Heh. It’s my work, so maybe I can clarify the goals. This is meant to be a proof of concept. I took a week and was able to show that relatively simple deep learning techniques are capable of generalizing over unseen form types with high accuracy. I also showed that tokens-plus-geometry is a viable format, and that hand-crafted feature engineering is still necessary (and still used in SOTA approaches).
I also believe that preparing and cleaning this data set, and bringing a challenging investigative journalism problem to the attention of other researchers, would be valuable even if I hadn’t done any work on this baseline solution. This is a problem that journalists currently expend a huge amount of time and money on, which reduces the effectiveness of transparency around political ad spending information.
I'm curious if you considered or attempted to use pdfplumber's table extraction methods to separate tabular from non-tabular text. That would be my starting point on a problem like this, as picking the relevant rows of a table is far easier than picking from the set of all tokens. By the way, when you say tokens, you're referring to non-whitespace characters separated by whitespace? How reliable have you found pdfplumber to be in picking out words/tokens?
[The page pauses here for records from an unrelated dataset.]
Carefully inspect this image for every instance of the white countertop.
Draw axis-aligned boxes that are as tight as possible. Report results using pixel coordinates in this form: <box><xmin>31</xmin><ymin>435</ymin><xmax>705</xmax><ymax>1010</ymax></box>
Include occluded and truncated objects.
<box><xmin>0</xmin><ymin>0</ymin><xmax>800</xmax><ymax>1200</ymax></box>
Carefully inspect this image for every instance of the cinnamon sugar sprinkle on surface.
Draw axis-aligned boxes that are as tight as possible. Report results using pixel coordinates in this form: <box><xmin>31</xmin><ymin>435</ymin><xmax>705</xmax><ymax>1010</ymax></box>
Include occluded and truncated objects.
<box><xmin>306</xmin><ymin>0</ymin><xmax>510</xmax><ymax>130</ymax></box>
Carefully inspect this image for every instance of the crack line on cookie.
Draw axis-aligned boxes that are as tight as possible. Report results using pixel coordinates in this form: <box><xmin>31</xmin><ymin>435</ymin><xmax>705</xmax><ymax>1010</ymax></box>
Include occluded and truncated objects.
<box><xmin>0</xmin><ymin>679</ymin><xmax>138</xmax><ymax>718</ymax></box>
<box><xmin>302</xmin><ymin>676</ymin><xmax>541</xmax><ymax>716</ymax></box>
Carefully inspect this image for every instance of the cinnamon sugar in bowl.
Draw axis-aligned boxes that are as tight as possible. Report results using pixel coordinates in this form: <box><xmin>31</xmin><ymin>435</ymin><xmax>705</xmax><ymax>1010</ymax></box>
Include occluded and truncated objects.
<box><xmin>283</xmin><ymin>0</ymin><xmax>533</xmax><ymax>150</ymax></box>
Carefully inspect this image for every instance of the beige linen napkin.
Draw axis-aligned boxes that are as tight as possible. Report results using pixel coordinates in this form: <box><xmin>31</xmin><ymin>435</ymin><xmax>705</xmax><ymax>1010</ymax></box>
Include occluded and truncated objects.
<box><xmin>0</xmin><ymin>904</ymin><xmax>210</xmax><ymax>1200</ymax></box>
I didn’t try separating out tables because the total field isn’t actually “inside” the table in many cases. Certainly the other fields I want are not.
pdfplumber seems mostly ok at extracting tokens. Sometimes it seems to combine tokens that should be separate. I suspect a few percent of the error is actually problems earlier in the data pipeline, as opposed to the model proper.
I think the parents critism was more that the article was a little light compared to thr video. For example, you didn't have screenshots of the scanned pdfs in the article.